Leaders of the 15 European Union states are gathering at the resort of Feira, just outside Porto in northern Portugal, for a summit beginning today which will ponder progress in the eastwards enlargement process, among other things. Corespondent Breffni O'Rourke reports.
Porto, 19 June 2000 (RFE/RL) -- The European Union's mid-year summit gets under way outside the northern Portuguese city of Porto today, at a moment when the union is under pressure to make more speed towards eastward enlargement.
The two-day summit will discuss progress along the difficult path of EU internal reform, which is meant to prepare the way for the admission of new Eastern members.
The reforms are being hammered out at what is known as the Inter-Governmental Conference, the IGC, which has been steered by EU president Portugal since opening in February. So far, the IGC has made little impact on the key issues of institutional reform, such as how representation on the executive European Commission is to be arranged, how voting rights for each country are to be weighted, and how individual veto power is to be limited.
France takes over the rotating presidency of the union from Portugal 1 July, and it will have the job of bringing the IGC to a conclusion by the end of this year. At the Porto summit, French President Jacques Chirac is expected to set out his determination to make the IGC a success. Failure risks slowing down the enlargement process still further and would be a heavy blow to the candidate countries, several of which -- notably Poland and Hungary -- have been complaining to Brussels about the plodding pace of the admission process.
At Porto, the leaders are also expected to formalize approval for Greece to become the 12th member of the currency union. Greece was originally barred from the eurozone, which came into existence 18 months ago, because it did not qualify under the strict economic criteria. But EU Commissioner for Economic and Monetary Policy Pedro Solbes has issued a report saying Athens has made "striking progress" in the last two years, and now qualifies.
French Finance Minister Laurent Fabius has made clear that Paris plans to use its coming presidency to give political support to the common currency the euro, which has been chronically weak since its introduction. Fabius aims to strengthen the panel of finance ministers called the "Euro 11," so that the eurozone economies can be more closely coordinated. That would send a signal of strength to the financial markets.
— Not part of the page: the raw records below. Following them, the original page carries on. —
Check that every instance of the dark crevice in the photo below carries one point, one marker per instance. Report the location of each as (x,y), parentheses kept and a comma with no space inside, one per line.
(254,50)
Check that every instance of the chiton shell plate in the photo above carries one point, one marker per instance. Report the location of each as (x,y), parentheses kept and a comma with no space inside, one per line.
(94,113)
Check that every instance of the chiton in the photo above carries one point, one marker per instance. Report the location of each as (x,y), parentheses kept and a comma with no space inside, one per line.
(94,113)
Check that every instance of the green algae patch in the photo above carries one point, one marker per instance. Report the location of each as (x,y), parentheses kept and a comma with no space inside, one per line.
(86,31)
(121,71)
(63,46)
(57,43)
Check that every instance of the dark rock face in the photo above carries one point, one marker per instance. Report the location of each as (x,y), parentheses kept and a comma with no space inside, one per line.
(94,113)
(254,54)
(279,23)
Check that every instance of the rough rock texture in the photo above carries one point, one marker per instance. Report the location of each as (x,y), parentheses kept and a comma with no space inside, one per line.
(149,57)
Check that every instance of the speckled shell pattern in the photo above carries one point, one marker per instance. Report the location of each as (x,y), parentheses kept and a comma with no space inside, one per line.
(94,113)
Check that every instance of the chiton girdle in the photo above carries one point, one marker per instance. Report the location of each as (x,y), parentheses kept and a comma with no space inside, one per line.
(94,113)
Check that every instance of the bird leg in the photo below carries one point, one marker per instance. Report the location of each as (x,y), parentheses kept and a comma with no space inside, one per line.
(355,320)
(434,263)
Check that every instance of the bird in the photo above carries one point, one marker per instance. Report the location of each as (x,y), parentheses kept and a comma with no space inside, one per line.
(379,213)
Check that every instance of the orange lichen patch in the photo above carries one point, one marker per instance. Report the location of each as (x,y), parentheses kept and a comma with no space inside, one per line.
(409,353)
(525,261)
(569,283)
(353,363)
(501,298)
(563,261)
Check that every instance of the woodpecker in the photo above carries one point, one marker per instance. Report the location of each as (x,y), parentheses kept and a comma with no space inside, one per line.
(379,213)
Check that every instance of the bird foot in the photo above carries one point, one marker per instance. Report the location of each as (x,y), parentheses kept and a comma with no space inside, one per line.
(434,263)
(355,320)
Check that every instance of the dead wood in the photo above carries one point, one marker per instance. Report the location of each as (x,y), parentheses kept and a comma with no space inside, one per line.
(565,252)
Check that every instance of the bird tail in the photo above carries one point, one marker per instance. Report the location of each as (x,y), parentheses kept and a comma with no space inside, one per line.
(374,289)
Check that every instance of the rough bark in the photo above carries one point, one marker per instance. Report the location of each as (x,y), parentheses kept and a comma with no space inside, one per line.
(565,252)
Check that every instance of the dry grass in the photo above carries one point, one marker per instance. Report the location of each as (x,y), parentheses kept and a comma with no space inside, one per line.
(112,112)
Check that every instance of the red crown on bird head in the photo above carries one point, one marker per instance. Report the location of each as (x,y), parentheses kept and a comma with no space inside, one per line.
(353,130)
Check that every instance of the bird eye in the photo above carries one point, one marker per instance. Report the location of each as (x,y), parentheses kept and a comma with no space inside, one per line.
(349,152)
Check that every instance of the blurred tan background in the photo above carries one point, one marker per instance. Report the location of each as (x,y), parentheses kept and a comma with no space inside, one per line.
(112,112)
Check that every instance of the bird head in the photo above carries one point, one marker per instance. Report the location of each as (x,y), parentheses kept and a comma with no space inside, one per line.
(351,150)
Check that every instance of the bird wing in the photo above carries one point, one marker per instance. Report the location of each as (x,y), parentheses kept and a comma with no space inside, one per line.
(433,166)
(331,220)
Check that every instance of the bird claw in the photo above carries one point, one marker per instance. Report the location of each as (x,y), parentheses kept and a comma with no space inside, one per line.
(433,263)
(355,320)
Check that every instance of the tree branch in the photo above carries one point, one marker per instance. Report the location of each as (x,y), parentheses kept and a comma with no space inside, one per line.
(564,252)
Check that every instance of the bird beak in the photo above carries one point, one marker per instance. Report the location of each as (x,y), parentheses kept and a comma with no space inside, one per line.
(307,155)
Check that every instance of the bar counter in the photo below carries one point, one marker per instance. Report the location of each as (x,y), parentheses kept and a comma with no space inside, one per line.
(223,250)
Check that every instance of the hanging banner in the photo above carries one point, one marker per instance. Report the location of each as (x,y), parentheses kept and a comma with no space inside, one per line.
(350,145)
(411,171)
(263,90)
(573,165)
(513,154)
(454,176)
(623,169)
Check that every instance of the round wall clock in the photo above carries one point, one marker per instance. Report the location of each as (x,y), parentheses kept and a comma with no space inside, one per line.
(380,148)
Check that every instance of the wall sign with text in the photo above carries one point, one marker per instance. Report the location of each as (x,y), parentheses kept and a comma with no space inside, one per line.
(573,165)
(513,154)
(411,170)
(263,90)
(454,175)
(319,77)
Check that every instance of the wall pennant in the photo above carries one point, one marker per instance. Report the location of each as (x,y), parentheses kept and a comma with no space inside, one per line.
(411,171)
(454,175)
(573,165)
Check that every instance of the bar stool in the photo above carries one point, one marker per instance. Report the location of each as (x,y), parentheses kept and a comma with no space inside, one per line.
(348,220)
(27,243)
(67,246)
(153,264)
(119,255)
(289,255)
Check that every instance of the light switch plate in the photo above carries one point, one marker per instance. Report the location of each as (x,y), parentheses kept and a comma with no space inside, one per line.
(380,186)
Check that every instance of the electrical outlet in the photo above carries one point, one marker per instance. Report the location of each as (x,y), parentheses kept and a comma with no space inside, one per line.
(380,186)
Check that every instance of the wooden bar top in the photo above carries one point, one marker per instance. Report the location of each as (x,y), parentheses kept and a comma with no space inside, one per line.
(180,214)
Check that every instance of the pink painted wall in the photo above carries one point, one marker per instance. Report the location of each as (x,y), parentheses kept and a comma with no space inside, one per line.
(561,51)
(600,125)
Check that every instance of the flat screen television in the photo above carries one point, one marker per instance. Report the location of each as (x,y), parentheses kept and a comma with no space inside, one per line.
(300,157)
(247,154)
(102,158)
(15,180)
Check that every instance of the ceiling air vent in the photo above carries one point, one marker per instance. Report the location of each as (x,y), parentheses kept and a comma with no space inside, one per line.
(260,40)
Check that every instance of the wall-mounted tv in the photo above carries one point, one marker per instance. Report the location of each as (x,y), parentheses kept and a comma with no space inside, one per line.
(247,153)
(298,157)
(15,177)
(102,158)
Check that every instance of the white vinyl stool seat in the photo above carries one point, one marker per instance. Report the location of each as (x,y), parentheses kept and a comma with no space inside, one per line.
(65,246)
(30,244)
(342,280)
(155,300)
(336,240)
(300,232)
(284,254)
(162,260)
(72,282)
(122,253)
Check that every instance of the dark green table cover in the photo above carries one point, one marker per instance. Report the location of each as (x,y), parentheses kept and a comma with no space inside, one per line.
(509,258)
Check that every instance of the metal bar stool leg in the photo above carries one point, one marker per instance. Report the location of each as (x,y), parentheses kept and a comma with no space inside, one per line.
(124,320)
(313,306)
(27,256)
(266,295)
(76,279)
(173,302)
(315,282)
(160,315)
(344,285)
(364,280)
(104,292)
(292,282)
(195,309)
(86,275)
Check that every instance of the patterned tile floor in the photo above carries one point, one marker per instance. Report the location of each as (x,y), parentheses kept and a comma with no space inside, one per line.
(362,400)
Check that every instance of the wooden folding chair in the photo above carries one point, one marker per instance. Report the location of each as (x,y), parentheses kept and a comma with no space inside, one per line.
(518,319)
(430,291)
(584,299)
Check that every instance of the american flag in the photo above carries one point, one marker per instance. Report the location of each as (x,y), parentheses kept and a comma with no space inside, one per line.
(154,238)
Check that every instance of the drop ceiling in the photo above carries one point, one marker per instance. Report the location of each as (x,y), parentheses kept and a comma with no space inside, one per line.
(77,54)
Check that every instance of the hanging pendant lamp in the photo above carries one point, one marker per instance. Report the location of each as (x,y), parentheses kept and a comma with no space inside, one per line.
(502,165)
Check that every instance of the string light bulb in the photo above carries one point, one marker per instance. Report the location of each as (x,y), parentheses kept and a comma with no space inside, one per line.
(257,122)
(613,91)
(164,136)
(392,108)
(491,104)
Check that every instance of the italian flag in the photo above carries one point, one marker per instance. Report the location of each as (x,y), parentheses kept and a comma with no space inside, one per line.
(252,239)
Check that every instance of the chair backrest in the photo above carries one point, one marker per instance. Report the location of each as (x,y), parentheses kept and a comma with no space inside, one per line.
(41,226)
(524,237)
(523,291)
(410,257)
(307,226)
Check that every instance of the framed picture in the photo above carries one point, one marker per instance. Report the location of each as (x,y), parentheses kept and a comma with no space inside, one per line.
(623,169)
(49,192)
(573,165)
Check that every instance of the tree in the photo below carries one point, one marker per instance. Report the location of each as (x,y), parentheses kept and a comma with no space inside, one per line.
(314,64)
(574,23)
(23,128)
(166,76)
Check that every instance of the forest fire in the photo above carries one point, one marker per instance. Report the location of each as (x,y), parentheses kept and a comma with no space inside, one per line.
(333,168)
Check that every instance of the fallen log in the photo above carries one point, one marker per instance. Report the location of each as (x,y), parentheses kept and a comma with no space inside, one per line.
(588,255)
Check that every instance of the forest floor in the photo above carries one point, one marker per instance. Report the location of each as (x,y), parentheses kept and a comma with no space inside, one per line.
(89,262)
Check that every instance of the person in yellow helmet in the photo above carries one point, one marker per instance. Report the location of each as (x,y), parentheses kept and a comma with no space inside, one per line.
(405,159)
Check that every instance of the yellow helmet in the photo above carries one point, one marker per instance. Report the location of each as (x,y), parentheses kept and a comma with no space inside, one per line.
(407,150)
The summit will also hear a report on progress being made towards setting up a European rapid reaction force independent of NATO. The inspiration for the 60,000-strong force sprang from the logistical weakness of NATO's European partners revealed by the alliance campaign in Kosovo.
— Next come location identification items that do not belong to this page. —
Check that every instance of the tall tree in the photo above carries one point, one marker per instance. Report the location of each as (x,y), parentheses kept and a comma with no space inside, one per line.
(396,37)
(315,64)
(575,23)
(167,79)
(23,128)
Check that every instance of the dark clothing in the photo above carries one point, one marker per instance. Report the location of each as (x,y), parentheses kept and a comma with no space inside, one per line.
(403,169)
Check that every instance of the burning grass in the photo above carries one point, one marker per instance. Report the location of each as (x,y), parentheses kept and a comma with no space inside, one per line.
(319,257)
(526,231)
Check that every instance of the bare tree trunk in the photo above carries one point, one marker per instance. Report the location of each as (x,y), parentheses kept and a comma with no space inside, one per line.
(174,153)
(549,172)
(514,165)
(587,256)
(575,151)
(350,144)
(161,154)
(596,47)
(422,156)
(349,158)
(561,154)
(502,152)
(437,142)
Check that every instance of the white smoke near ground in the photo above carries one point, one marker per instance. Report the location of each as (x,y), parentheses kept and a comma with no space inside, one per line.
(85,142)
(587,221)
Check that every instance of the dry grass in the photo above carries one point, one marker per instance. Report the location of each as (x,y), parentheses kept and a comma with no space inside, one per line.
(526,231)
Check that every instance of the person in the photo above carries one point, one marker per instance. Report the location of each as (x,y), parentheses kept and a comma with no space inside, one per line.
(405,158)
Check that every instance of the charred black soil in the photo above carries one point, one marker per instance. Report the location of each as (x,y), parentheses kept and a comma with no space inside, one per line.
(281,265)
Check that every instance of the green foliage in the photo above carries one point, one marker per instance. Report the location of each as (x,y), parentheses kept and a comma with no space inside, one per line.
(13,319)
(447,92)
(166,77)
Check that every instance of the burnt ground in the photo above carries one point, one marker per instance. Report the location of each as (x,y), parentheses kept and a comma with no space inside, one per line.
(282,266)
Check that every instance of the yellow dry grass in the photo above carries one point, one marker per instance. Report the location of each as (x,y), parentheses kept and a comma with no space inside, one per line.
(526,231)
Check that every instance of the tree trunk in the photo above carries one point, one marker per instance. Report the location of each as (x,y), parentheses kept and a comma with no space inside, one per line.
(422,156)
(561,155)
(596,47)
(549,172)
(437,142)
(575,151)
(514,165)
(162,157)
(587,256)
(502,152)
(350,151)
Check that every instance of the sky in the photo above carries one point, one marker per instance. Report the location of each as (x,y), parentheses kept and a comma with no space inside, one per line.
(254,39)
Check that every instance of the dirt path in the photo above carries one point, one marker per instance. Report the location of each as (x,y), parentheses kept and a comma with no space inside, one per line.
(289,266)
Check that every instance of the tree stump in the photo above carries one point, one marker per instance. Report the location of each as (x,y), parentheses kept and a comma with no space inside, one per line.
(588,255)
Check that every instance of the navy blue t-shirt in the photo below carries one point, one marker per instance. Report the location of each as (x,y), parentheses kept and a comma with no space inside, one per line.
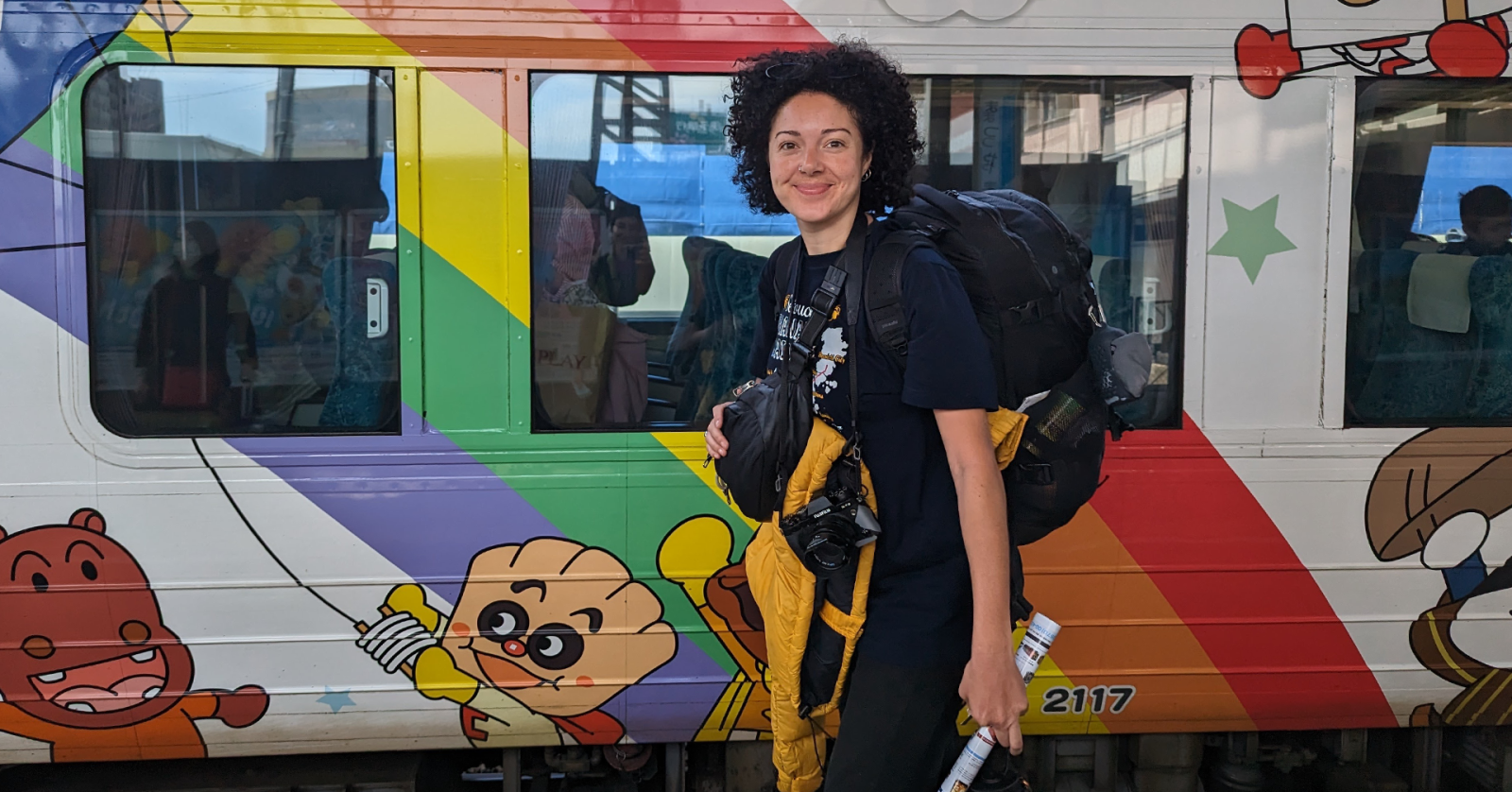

The new force, to be formed by 2003, is meant to intervene in European crises where the United States does not want to become involved. The report on the force will likely be optimistic, judging from the jest made by EU security and foreign policy chief Javier Solana, who said that -- by EU standards -- progress is being made at "the speed of light."
One issue gaining much media attention is the possibility that the summit might agree on a formula for lifting sanctions imposed on Austria in February, when a far-right party entered government there. A Finnish government minister Sali Niinisto called last month for the summit to end the sanctions. However, a Portuguese spokesman Fernando Neves said yesterday that there is no initiative to lift the sanctions at Porto. France and Belgium, among others, are opposed to any easing.
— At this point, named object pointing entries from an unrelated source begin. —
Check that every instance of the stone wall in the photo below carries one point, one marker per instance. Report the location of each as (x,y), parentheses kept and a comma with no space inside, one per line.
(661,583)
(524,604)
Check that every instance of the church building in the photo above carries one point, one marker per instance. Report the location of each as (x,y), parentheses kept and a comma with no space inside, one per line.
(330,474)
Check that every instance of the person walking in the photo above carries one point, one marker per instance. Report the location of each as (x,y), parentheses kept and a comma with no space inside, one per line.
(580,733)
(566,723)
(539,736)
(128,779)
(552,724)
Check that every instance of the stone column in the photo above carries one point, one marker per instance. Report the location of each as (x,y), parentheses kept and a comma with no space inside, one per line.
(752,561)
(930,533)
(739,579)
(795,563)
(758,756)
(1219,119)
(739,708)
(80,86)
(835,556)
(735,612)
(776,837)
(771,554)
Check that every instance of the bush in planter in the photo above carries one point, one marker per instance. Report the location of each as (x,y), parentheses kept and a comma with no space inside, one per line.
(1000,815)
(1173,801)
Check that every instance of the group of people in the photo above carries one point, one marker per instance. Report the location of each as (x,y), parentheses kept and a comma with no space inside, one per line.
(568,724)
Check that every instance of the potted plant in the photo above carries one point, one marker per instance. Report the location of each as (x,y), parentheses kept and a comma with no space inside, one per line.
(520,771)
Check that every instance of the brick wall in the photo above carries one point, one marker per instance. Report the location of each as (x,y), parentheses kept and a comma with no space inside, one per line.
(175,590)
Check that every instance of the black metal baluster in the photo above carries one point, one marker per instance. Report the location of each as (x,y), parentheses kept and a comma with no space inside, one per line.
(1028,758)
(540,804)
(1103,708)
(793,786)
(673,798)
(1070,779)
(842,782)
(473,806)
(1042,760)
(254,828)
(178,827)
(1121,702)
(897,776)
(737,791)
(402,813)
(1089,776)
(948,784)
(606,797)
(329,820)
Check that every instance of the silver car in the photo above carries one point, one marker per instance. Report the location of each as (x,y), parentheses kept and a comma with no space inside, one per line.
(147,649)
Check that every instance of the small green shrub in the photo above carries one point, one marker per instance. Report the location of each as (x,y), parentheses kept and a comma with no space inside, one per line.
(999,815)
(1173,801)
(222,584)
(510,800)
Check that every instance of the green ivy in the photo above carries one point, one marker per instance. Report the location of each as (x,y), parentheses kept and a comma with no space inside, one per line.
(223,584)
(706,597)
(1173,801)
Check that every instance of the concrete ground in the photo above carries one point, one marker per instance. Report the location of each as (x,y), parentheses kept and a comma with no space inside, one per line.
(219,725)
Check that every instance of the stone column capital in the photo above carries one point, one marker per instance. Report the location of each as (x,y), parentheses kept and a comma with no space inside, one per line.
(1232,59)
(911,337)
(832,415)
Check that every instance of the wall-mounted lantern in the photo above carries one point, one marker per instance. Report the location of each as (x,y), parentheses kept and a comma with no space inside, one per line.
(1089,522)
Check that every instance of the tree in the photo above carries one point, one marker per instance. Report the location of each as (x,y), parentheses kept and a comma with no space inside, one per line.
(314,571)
For Portugal, one of the EU's poorest and newest members, the summit is the culmination of a successful if unspectacular presidency. As Juergen Nunes Ferrer, an analyst with the Center for European Policy Studies in Brussels, puts it:
"The Portuguese have targeted certain things very seriously, such as economic growth and improving the competitiveness of Europe and changing the social structures of the European Union, and trying to integrate the economies better -- it's just how to survive in a growing global economy."
Nunes Ferrer describes these as "nuts and bolts" tasks, solidly important but not very visible or politically "flashy," as he puts it.
The French presidency is likely to take on a different character, however -- one where bigger issues are broached. As the analyst says:
"One of the problems which still lacks a solution is to define what is going to be the shape of the European Union, after enlargement."
Paris will use its presidency to tackle such a question, to try to chart the way toward further European integration. A speech in April by German Foreign Minister Joschka Fischer, musing on the possibilities of a future federal Europe, has rekindled debate on long-term goals. The initial French reaction to Fischer's vision was restrained, but officials have lately been warmer, with Finance Minister Laurent Fabius calling Fischer's ideas "important and very interesting."
France and Germany are at the center of an impulse among the original EU members to move toward greater integration as an "inner core" of members. That would create for the first time a two-speed union, in which Euroskeptics like Britain and Sweden, along with newly arrived easterners, would form an outer circle -- an arrangement which could prove divisive.